Из леса вывалила толпа. Молча и торопливо залила поляну.
Редькин повернулся к будиловцам. Они стояли вокруг, обросшие, сумрачные, исподлобно оглядывали нового своего командира.
— Вот что! — крикнул он, привставая на цыпочки. — Ребята! Если вы пришли ко мне, то знаете, на что пришли! У меня в отряде всегда потери. Потому что тут немцев бьют, а в догонялки с ними не играют. Но чтобы немца бить, нужна дисциплина! Порядок! Организация! Потому что они этим нас всегда и били. Так вот; у меня пьянки не будет! И гулева никакого! И бриться и стричься заставлю с первого раза, кому не подходит, вали обратно. Кто остается — слушай команду: с правой руки ста-но-вись!
Он вытянул руку, и мгновенно, послушные команде, побежали, затолкались, становясь и вытягиваясь, люди. Через секунду стояла стройная шеренга, только в самом хвосте кто-то, матерясь, пытался втиснуться в строй. Редькин, поигрывая желваками на скулах, вышел перед строем. За ним шли Точилин и комиссар.
— День отдыху, — сказал Редькин, искоса поглядывая на носилки, стоящие в траве, на белые повязки, сверкающие в зеленом мареве молочая. — А завтра пойдем и расплатимся с Гансами. Ясно? Поквитаемся за Большое Лотохино и за всю нашу землю!
Весь день шла подготовка к походу. Вновь прибывшие рубили деревья. Рыли землянки. Лагерь сейчас напоминал лесхоз. Везде лежали стволы берез, сосен, их обрубали, строгали, пилили. В нескольких местах на подходе сделали завалы. Редькин помнил уничтожение своей базы в Черном Бору. Теперь он был ученее. Он хотел, чтобы немцы, если бы они прорвались к базе, встретили здесь крепость не только природную, а и воинскую.
Репнев позвал Коппа.
— Пойдем, Ганс, осмотрим ходячих раненых.
Они пошли в ельник. Тяжелый пахучий дух хвои кружил голову. Солнечные клинки вспыхивали в промежутках между елями и гасли.
— Борис, мне сейчас кажется, никакой войны нет, — сказал Копп, повертывая к Репневу юношеское лицо с распахнутыми глазами под белесой щеточкой бровей. — Просто я познаю прекрасную страну и прекрасных людей.
Из-за сосны, выставив перед собой винтовку, выпрыгнул часовой и секунду моргал глазами на подходивших.
— Ф-фу, — сказал он, вытирая лоб, — ну делишки. Кабы не посмотрел, точно бы пальнул. Как же вы, товарищ доктор, по-немецки тут разговариваете.
«Копп забыл о войне, — думал Репнев, — война на день дала ему забыть о себе. А мне нельзя забыть ни на минуту. Вчера эсэсовцы сожгли целое село. Завтра бой. И там где-то, в общем даже недалеко, в тридцати километрах, в одном дне ходьбы, в часе езды на машине, в доме, где я жил когда-то, самая близкая и самая чужая мне женщина».

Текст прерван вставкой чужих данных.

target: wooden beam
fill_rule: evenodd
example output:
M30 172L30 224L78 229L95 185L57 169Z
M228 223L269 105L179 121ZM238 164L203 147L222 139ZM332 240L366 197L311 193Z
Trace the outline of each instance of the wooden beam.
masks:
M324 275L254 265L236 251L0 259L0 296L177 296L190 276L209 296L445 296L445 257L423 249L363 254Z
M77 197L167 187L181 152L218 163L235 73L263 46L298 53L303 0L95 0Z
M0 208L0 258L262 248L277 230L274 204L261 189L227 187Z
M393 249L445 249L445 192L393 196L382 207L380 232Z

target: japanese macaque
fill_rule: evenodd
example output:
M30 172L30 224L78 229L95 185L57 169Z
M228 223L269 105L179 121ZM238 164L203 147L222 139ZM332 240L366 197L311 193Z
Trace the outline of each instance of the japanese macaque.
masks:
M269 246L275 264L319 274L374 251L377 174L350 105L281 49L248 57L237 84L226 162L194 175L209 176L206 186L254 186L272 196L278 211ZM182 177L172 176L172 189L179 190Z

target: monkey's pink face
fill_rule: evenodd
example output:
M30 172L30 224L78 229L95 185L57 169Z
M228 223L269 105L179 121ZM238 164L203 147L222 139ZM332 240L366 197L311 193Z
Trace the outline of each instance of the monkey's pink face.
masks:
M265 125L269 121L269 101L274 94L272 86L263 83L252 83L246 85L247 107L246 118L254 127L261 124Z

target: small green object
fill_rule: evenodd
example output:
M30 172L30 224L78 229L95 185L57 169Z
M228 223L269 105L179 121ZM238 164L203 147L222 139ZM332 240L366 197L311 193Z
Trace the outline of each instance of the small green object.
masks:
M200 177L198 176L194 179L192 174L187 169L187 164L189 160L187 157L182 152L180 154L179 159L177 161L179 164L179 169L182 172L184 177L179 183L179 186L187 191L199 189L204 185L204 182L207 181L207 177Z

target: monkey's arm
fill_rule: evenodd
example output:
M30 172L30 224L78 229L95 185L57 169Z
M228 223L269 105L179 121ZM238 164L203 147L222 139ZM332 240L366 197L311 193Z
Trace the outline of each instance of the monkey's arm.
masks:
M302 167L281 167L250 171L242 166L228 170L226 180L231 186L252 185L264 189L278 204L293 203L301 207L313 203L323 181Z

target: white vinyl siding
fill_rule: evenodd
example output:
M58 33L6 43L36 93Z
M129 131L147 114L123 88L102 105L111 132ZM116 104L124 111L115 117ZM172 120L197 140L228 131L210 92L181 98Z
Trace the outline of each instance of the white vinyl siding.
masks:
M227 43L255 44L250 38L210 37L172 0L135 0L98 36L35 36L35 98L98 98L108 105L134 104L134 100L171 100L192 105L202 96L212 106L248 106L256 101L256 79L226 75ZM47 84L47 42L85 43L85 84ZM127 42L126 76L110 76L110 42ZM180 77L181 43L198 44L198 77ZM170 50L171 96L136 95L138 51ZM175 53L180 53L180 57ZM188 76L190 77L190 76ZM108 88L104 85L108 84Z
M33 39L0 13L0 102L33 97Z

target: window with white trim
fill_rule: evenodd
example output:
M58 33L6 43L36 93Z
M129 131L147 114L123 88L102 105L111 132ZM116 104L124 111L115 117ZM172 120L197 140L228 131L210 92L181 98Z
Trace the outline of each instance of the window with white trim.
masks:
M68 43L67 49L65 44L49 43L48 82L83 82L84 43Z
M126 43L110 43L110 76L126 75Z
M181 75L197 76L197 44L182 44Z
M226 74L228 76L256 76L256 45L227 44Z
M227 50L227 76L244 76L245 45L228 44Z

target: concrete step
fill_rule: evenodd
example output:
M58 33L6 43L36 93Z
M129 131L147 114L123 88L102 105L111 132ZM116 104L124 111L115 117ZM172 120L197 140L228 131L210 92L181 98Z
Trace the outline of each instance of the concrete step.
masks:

Он долго не пускал к себе этих мыслей, но вдруг они рванулись и затопили его, овладели им всем, опутали, влезли в каждую пору его тела. Потому что тело его знало ее, ту неистовую, светловолосую, с нежным и капризным лицом, ту стонавшую в его объятиях, ту прихотливо-изменчивую днем, надменную вечером и только ночью сдавшуюся, шепчущую его имя и слова потрясающих душу признаний, ту, пьющую его жадными и жаркими губами, ту невозвратную, любимую... Неужели у нее то же было и с немцем? И вдруг, взглянув на Коппа, весь закостенел от боли. Борис почти ненавидел сейчас этого белесого бессмысленного мальчишку, оба они, и Копп и Бергман, были немцами. И с одним он мог дружить, следовательно, другого она могла любить. Ибо оба они не были нашими врагами. Он представил себе, что в доме в Клинцах происходит ночью. И зубами заскрипел от едкой горечи этой галлюцинации. И немцу она шепчет те слова, что шептала когда-то ему, только ему...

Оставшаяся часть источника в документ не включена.